Expertos citados en el artículo señalan que un vaso no es reutilizable solo por ser más grueso; para que lo sea, debe diseñarse para múltiples usos y existir un sistema eficiente de recogida, lavado y redistribución. En la mayoría de los festivales, ese sistema brilla por su ausencia. El resultado es un modelo que genera más residuos (por el mayor peso del plástico) y un sobrecoste para el público, mientras la organización se apunta un tanto de "sostenibilidad" sin cambios reales.

El problema no es nuevo: iniciativas similares en otros sectores (como bolsas de tela o pajitas de papel) han sido criticadas por su escaso impacto real si no van acompañadas de cambios sistémicos. En el caso de los festivales, la falta de infraestructura para el lavado y la logística inversa convierte el vaso reutilizable en un objeto de usar y tirar, pero más caro.

Fuente: Xataka

Crítica al greenwashing en festivales.

Me parece que este caso ilustra perfectamente cómo la etiqueta 'sostenible' se usa a menudo como reclamo comercial sin cambios reales.
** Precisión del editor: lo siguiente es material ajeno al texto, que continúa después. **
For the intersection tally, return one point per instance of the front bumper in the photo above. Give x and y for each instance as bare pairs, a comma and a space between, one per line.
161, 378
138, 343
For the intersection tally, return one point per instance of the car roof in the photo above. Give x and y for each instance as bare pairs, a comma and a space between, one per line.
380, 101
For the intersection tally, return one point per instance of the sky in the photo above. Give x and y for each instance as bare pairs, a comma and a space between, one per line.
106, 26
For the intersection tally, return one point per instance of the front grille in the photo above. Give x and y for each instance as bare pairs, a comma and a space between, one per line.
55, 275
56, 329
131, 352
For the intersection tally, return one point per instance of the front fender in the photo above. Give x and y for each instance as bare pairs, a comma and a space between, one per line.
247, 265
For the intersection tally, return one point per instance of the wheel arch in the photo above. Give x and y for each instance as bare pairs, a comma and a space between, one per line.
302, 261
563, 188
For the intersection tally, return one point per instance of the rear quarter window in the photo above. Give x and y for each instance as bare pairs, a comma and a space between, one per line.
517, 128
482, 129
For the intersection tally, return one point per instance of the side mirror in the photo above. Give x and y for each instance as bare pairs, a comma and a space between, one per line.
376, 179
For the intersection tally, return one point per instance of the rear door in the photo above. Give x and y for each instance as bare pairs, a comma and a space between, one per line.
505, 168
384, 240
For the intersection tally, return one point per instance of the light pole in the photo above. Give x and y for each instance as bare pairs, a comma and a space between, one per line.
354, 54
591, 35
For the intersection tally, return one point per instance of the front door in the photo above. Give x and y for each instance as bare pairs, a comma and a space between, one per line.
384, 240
Los datos del artículo muestran que el problema no es el material, sino la falta de un sistema de reutilización efectivo. Si no hay recogida y lavado, el vaso grueso es solo un residuo más caro.

Desde un punto de vista de incentivos, el modelo actual beneficia a los organizadores (imagen verde, ingresos extra) y perjudica al asistente (paga más, no reduce residuos). La solución pasaría por implementar sistemas de depósito y devolución reales, como se hace en algunos países con envases de bebidas. Mientras tanto, el consumidor debería ser consciente de que está pagando por un gesto, no por un cambio.

En mi opinión, este tipo de prácticas erosionan la confianza en las iniciativas ambientales. Si queremos sostenibilidad de verdad, hace falta transparencia y medición de impacto, no solo cambiar el grosor del plástico.